In conclusion, I would like to talk about the testimony of a witness. A witness is so important to a kingdom that its position is found even in the Ten Words, "Do not bear false witness." We have read this over and over and equate this with tale-telling, or lying -- "do not lie" -- while at the same time we justify Rahab's lying because it preserved the lives of the spies and preserving life takes precedence always in the Torah. This is not what I say, this is what I hear out there, and I'm not disagreeing, but what I will say is that if we take the lens off and read the Word for what it says, we see that bearing false witness means just that. It means to bear false witness, and witness leads to judgment.
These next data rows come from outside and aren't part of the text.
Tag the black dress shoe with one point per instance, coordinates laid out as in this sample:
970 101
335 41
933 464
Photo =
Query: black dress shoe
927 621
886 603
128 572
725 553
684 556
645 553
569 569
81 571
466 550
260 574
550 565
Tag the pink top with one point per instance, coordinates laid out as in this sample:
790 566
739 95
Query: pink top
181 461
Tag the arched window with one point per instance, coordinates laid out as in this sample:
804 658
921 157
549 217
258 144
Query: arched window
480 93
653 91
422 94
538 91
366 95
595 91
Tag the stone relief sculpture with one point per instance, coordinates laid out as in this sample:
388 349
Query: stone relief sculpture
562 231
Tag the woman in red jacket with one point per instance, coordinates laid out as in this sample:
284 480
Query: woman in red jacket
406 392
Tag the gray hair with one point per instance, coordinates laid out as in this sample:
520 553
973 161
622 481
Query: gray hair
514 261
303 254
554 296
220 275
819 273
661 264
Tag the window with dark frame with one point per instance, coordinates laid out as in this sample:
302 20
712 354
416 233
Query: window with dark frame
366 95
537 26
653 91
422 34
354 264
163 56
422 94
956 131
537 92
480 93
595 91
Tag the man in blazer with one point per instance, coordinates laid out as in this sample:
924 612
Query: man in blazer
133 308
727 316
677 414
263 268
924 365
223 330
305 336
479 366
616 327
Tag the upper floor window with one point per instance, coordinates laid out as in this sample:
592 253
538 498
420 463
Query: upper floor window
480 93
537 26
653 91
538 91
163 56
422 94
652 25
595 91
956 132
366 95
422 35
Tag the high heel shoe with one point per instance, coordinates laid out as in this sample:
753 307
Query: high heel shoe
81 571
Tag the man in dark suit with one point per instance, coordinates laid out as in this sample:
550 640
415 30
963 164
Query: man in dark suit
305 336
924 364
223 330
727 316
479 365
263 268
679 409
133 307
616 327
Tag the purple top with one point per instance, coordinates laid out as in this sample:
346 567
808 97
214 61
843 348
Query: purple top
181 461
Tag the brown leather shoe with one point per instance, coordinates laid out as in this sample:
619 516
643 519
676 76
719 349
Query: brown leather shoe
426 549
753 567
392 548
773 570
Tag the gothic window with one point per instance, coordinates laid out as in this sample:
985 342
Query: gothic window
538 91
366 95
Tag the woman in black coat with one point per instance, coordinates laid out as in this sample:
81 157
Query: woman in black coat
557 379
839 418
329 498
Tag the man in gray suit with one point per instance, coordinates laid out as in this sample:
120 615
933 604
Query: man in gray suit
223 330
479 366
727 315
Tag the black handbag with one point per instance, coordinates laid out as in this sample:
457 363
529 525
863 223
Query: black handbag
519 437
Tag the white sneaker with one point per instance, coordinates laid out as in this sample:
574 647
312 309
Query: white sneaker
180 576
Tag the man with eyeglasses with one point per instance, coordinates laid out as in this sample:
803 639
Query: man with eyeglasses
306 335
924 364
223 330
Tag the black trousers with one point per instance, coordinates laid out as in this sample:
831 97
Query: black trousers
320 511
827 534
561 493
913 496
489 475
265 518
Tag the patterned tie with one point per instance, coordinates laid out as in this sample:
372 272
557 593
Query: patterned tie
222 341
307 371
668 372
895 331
The Word does say things about tale-telling and fibbing, but it is not to the degree of the sin of bearing a false witness, which is a false testimony that leads to judgment. "False witness" is a term having to do with judgment.
"If a malicious witness comes forward and gives false testimony against someone, then both the men involved in the controversy are to stand before Adonai, before the cohanim and the judges int he office at that time. The judges are to investigate carefully. If they find that the witness is lying and has given false testimony against his brother, you are to do to him what he intended to do to his brother. In this way, you will put an end to such wickedness among you." -- Deuteronomy 19:16-19
Remembering that people bore false witness to do harm to their brother who they witnessed against, and/or to do harm to their brothers, the rest of the community, by withholding their witness and falsely denying it. The job of a witness belongs to the citizens of the Kingdom of God, and the willingness to be an honest witness either way it turns out, is (like I've contemplated above) the dividing revelation on your citizenship.
Finally, friends, I will end with a portion from the Brit Chadashah:
For if we deliberately continue to sin after receiving the knowledge of the truth, there no longer remains a sacrifice for sins, but only the terrifying prospect of Judgment, of raging fire that will consume the enemies. Someone who disregards the Torah of Moshe is put to death without mercy on the word of two or three witnesses... -- Hebrews 10:26-28
Judgment is the Lord's, but who are the witnesses leading up to it?